As described above, one example of the conveyance mechanism has been shown, but by providing such a mechanism, the series of steps of this embodiment can be performed without exposure to the atmosphere.

Specifically, the polycrystalline silicon substrate 3 is received and transferred by the substrate holder 4 as shown in FIG. 3, for example. That is, the polycrystalline silicon substrate 3 is in a state of being fixed to a fixing base 10 made of quartz with a lip, and the substrate holder 4 is U-shaped, as shown in FIG. 3(b). What is necessary is to insert it under the collar of the board 10 and lift and carry the board 3 together with the fixing base 9.

The feature of the above embodiment is that the series of steps from polycrystalline silicon etching to hydrogen plasma treatment can be carried out continuously without exposing the substrate to the atmosphere, resulting in a significant time reduction, and further exposing the substrate to the atmosphere. Since this process can always be performed in a clean state, the reliability and reproducibility of the process can be improved. Further details of the effects of the present invention are that since the etching and etching are performed in plasma, there is almost no unevenness in etching and etching, and the amount of gas and liquid etching solution used for etching and etching can be reduced. In forming a PSG film by low pressure CVD, it is possible to form a homogeneous film that is not possible with normal pressure CVD, and the impurity concentration can be easily controlled.
Since the G film can be formed at low temperature and in a short period of time, it can greatly contribute to cost reduction. Furthermore, defects and localized levels existing in polycrystalline silicon are hydrogenated by dangling bonds and impurity groups at grain boundaries by hydrogen plasma treatment.
The properties of polycrystalline silicon solar cells are improved by reducing the parsimony.
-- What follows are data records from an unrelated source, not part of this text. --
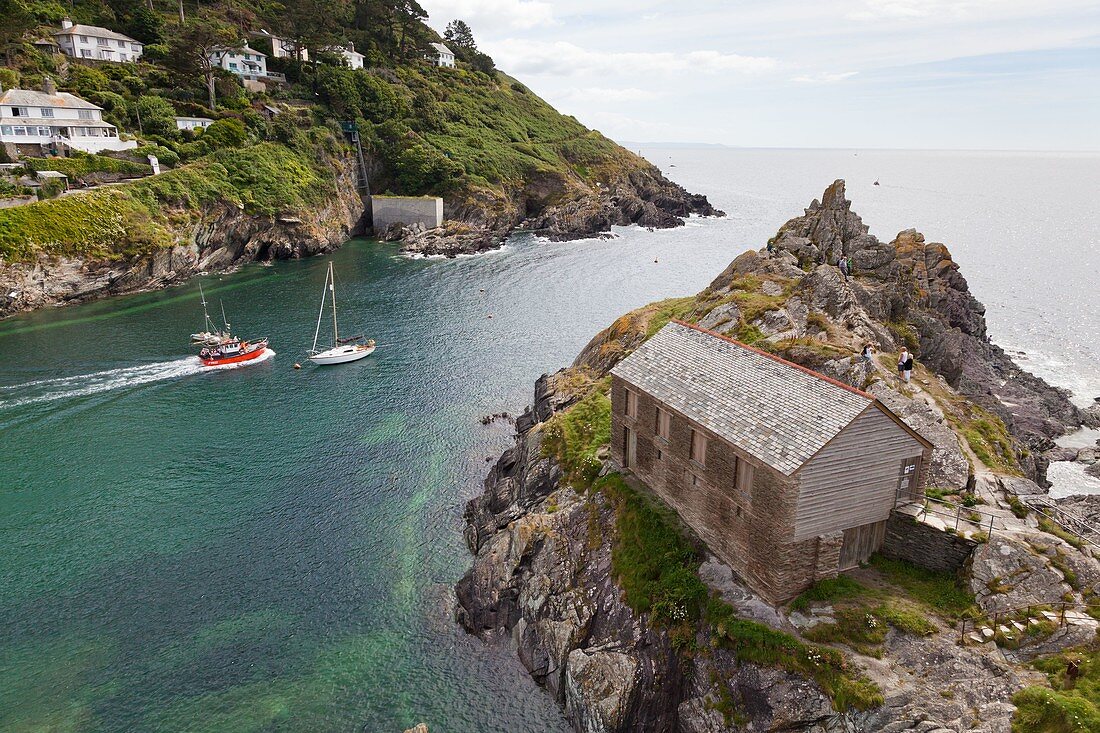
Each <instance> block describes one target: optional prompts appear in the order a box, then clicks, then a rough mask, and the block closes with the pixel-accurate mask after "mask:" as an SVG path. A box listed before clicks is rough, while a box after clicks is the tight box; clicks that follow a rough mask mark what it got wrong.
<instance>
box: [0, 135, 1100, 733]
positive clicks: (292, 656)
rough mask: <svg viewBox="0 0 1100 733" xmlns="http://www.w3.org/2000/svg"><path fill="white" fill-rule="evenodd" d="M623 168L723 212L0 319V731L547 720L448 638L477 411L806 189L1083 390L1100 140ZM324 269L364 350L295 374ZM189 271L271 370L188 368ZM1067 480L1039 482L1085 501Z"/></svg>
mask: <svg viewBox="0 0 1100 733" xmlns="http://www.w3.org/2000/svg"><path fill="white" fill-rule="evenodd" d="M639 152H640V153H641V154H643V155H645V156H647V157H648V158H649V160H650V161H652V162H653V163H654V164H657V165H658V166H660V167H661V169H662V171H664V172H665V174H667V175H669V177H671V178H673V179H674V180H676V182H678V183H681V184H682V185H684V186H685V187H686V188H687V189H690V190H692V192H698V193H703V194H706V195H707V196H708V197H709V199H711V200H712V203H714V204H715V205H716V206H717V207H719V208H722V209H724V210H725V211H726V212H727V216H726V217H725V218H723V219H698V218H693V219H691V220H689V221H687V223H686V226H685V227H682V228H678V229H672V230H662V231H646V230H643V229H639V228H620V229H616V230H615V237H614V238H613V239H606V240H584V241H575V242H557V243H555V242H547V241H542V240H538V239H536V238H533V237H531V236H528V234H519V236H516V237H513V238H511V239H510V240H509V241H508V242H507V244H506V245H505V247H504V248H503V249H502V250H499V251H495V252H491V253H487V254H483V255H478V256H470V258H459V259H454V260H432V259H421V260H412V259H407V258H404V256H400V255H399V254H398V252H397V250H396V249H395V247H394V245H392V244H382V243H377V242H372V241H367V240H353V241H351V242H348V243H346V244H345V245H344V247H343V248H341V249H340V250H339V251H338V252H335V253H333V254H332V255H329V256H323V258H315V259H310V260H303V261H295V262H279V263H275V264H273V265H259V264H257V265H249V266H245V267H242V269H241V270H240V271H238V272H235V273H232V274H226V275H209V276H202V277H198V278H195V280H191V281H189V282H187V283H185V284H183V285H180V286H177V287H172V288H168V289H164V291H160V292H154V293H144V294H139V295H132V296H127V297H118V298H112V299H108V300H100V302H96V303H89V304H86V305H77V306H72V307H65V308H52V309H46V310H41V311H37V313H32V314H26V315H22V316H17V317H13V318H10V319H7V320H4V321H0V731H13V732H22V731H66V732H74V733H75V732H86V731H87V732H91V731H96V732H100V731H102V732H106V731H112V732H113V731H118V732H122V731H165V732H172V731H187V732H194V733H211V732H216V731H217V732H233V733H242V732H250V731H256V732H260V731H265V732H267V731H301V732H310V733H324V732H337V731H346V732H352V731H354V732H361V731H366V732H372V733H374V732H377V733H385V732H390V731H394V732H399V731H403V730H405V729H406V727H410V726H411V725H414V724H415V723H418V722H425V723H427V724H428V725H429V729H430V730H431V731H432V733H445V732H449V731H454V732H466V731H469V732H474V731H477V732H489V731H499V732H505V731H507V732H509V733H510V732H515V731H525V732H530V733H549V732H559V733H564V732H565V731H568V730H569V727H568V724H566V722H565V720H564V719H563V716H562V714H561V713H560V711H559V709H558V705H557V703H555V702H554V700H553V699H551V697H549V696H548V694H547V693H546V692H544V691H543V690H541V689H540V688H538V687H537V686H536V685H535V683H533V682H532V681H531V680H530V678H529V677H528V676H527V674H526V672H525V670H524V669H522V667H521V666H520V665H519V663H518V660H517V659H516V656H515V654H514V652H513V650H511V648H510V647H509V644H508V641H507V639H506V638H503V639H488V641H485V639H480V638H475V637H472V636H469V635H466V634H465V633H464V632H462V631H461V628H459V627H458V626H456V624H455V623H454V622H453V606H454V595H453V590H452V588H453V586H454V583H455V581H456V580H458V579H459V578H460V577H461V575H462V573H463V572H464V571H465V569H466V568H467V567H469V565H470V561H471V558H470V555H469V553H467V550H466V548H465V546H464V544H463V540H462V527H463V522H462V510H463V505H464V504H465V502H466V501H467V500H469V499H471V497H472V496H474V495H476V494H477V493H480V492H481V490H482V482H483V480H484V477H485V473H486V471H487V469H488V467H489V466H491V463H489V461H492V460H494V459H495V457H496V456H498V455H499V452H500V451H502V450H503V449H505V448H506V447H507V446H509V445H510V444H511V440H513V435H511V433H513V428H511V426H510V425H509V424H508V422H507V420H496V422H493V423H491V424H488V425H483V424H482V420H481V419H480V418H481V417H482V416H485V415H489V414H495V413H504V412H507V413H510V414H511V415H516V414H517V413H519V412H521V411H522V408H524V406H525V405H528V404H530V402H531V393H532V386H533V382H535V380H536V379H537V378H538V376H539V375H540V374H542V373H544V372H552V371H554V370H557V369H559V368H561V366H563V365H566V364H569V363H570V362H571V361H572V360H573V358H574V357H575V355H576V353H577V352H579V351H580V350H581V349H582V348H583V347H584V344H585V343H586V342H587V341H588V339H591V338H592V336H594V335H595V333H596V332H597V331H598V330H599V329H602V328H603V327H605V326H606V325H608V324H609V322H610V321H612V320H614V319H615V318H616V317H617V316H618V315H620V314H623V313H625V311H627V310H630V309H632V308H636V307H639V306H641V305H643V304H646V303H649V302H651V300H654V299H659V298H665V297H671V296H681V295H690V294H693V293H695V292H697V291H700V289H701V288H703V287H704V286H705V285H706V284H707V283H709V282H711V280H712V278H714V276H715V275H717V274H718V273H719V272H720V271H722V270H723V269H724V267H725V266H726V264H728V263H729V261H730V260H733V259H734V258H735V256H736V255H737V254H739V253H740V252H744V251H745V250H747V249H757V248H760V247H761V245H763V243H764V242H766V241H767V239H768V238H769V237H770V236H772V234H773V233H774V232H775V230H777V229H778V228H779V227H780V226H781V225H782V223H783V222H784V221H787V220H788V219H789V218H791V217H793V216H796V215H799V214H801V211H802V209H803V208H804V207H805V206H807V205H809V204H810V201H811V200H813V199H814V198H815V197H820V196H821V194H822V192H823V190H824V189H825V187H826V186H827V185H829V184H831V183H832V182H833V180H834V179H835V178H845V179H846V180H847V192H848V197H849V198H850V199H851V200H853V208H854V209H855V210H856V211H858V212H859V214H860V215H861V216H862V218H864V221H865V222H866V223H867V225H868V226H869V227H870V230H871V232H872V233H873V234H876V236H878V237H879V238H881V239H884V240H890V239H892V238H893V236H894V234H897V233H898V231H900V230H903V229H908V228H911V227H912V228H916V229H919V230H920V231H922V232H923V233H924V236H925V238H926V239H927V240H928V241H937V242H944V243H946V244H947V245H948V248H949V249H950V251H952V253H953V254H954V256H955V259H956V261H958V262H959V264H960V265H961V267H963V272H964V274H965V275H966V277H967V280H968V281H969V284H970V288H971V291H972V292H974V294H975V296H976V297H977V298H978V299H979V300H981V302H982V303H985V304H986V306H987V317H988V319H989V324H990V332H991V333H992V337H993V339H994V340H996V341H997V342H998V343H1000V344H1002V346H1003V347H1004V348H1005V349H1008V350H1009V352H1010V353H1011V354H1012V355H1013V358H1014V359H1016V361H1018V362H1019V363H1020V364H1021V365H1022V366H1024V368H1025V369H1029V370H1031V371H1033V372H1034V373H1036V374H1038V375H1041V376H1043V378H1045V379H1047V380H1048V381H1051V382H1052V383H1054V384H1057V385H1060V386H1064V387H1066V389H1067V390H1070V391H1071V392H1073V394H1074V398H1075V400H1076V401H1078V402H1079V403H1080V404H1082V405H1085V404H1089V403H1091V402H1092V400H1093V398H1096V397H1098V396H1100V369H1098V364H1100V298H1098V291H1097V285H1096V284H1097V277H1098V275H1097V273H1098V272H1100V207H1097V206H1096V201H1095V196H1096V193H1097V192H1098V190H1100V155H1097V154H1082V153H1023V152H1020V153H1018V152H936V151H920V152H916V151H864V150H745V149H720V147H698V149H694V147H680V146H676V147H662V146H642V147H640V149H639ZM876 184H877V185H876ZM330 260H331V261H332V262H333V263H334V266H335V273H337V297H338V305H339V307H340V318H341V330H342V331H343V332H344V333H348V335H350V333H352V332H356V333H357V332H362V333H366V335H368V336H370V337H372V338H374V339H375V340H376V341H377V343H378V349H377V351H376V352H375V353H374V354H373V355H372V357H370V358H368V359H366V360H363V361H360V362H355V363H353V364H346V365H341V366H332V368H315V366H312V365H310V364H309V363H308V362H307V361H306V359H305V355H306V351H307V350H308V348H309V346H310V343H311V341H312V336H313V329H315V326H316V319H317V307H318V305H319V300H320V296H321V292H322V286H323V282H324V274H326V269H327V266H328V262H329V261H330ZM200 283H201V284H202V287H204V289H205V292H206V295H207V298H208V299H209V300H210V302H211V304H216V305H215V306H213V309H215V313H216V314H217V315H218V316H219V317H220V306H221V305H224V308H226V313H227V317H228V318H229V319H230V320H231V322H232V325H233V328H234V330H235V331H238V332H239V333H240V335H242V336H244V337H250V338H255V337H260V336H267V337H270V338H271V342H272V349H273V351H274V352H275V354H274V355H273V357H271V358H270V359H266V360H265V361H264V362H263V363H259V364H253V365H249V366H246V368H240V369H232V370H219V371H212V372H211V371H204V370H201V369H200V368H198V366H197V363H196V360H195V358H194V351H195V350H194V349H193V348H191V347H189V344H188V335H189V333H190V332H191V331H195V330H199V328H200V327H201V324H202V320H201V319H202V311H201V306H200V303H199V292H198V288H199V284H200ZM323 333H324V332H323V331H322V340H323V338H324V335H323ZM296 362H299V363H301V364H303V365H304V368H303V369H300V370H296V369H294V364H295V363H296ZM1084 437H1089V436H1084ZM1077 439H1082V436H1077ZM1078 469H1079V467H1067V466H1063V464H1057V466H1056V469H1055V470H1053V471H1052V475H1054V478H1055V484H1056V485H1055V493H1056V495H1063V494H1066V493H1080V492H1100V481H1096V480H1092V479H1090V478H1089V477H1087V475H1085V474H1084V472H1082V471H1079V470H1078Z"/></svg>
[Brief explanation of drawings]

FIG. 1 is a diagram schematically showing a manufacturing apparatus according to an embodiment of the present invention, FIG. 2 is a diagram showing an example of its conveyance mechanism, and FIG. 3(a)
, (b)ti is a diagram for explaining how the board is transferred. A...Engineer, coating device, B...PEG film forming device,
C... Phosphorus diffusion device, D... Engineering, Ching device, E.
・Hydrogen glazma processing equipment, a1+ azp Iksm
*4e jL5+a6* a7+ 16...Polycrystalline silicon substrate, b...Single crystal silicon! 1411 +
62 ””Cassette %G1p G2+ G5*G4.
G5t G6. G, - Gutonol 1% g1+
g21 g31g41g5...Gas, 8,184...
RF electrode, 12+ 83+I5...susceptor, Yl,
Y2. Y...Preliminary room, RF...RF power supply, J
a, Ib...f-) Pulp, 2... Guide, 3...
・Substrate, 4...Substrate holder, 5...Transfer chamber, 6...
・Belt, 1...shirt), Jim...PSG film forming device, 8b...phosphorus diffusion device, 9m, 9b...
Belt drive.

Claims (1)

[Claims] A step of etching a polycrystalline silicon substrate in plasma under low pressure, a step of forming an insulating film containing impurities on the etched polycrystalline silicon substrate by low pressure CVD or plasma CVD, and a step of transferring the formed insulating film to the silicon substrate. A solar cell characterized in that a step of diffusing impurities to form a P-N junction and a step of heat-treating the silicon substrate in hydrogen plasma are performed continuously without exposing the silicon substrate to the atmosphere. Production method.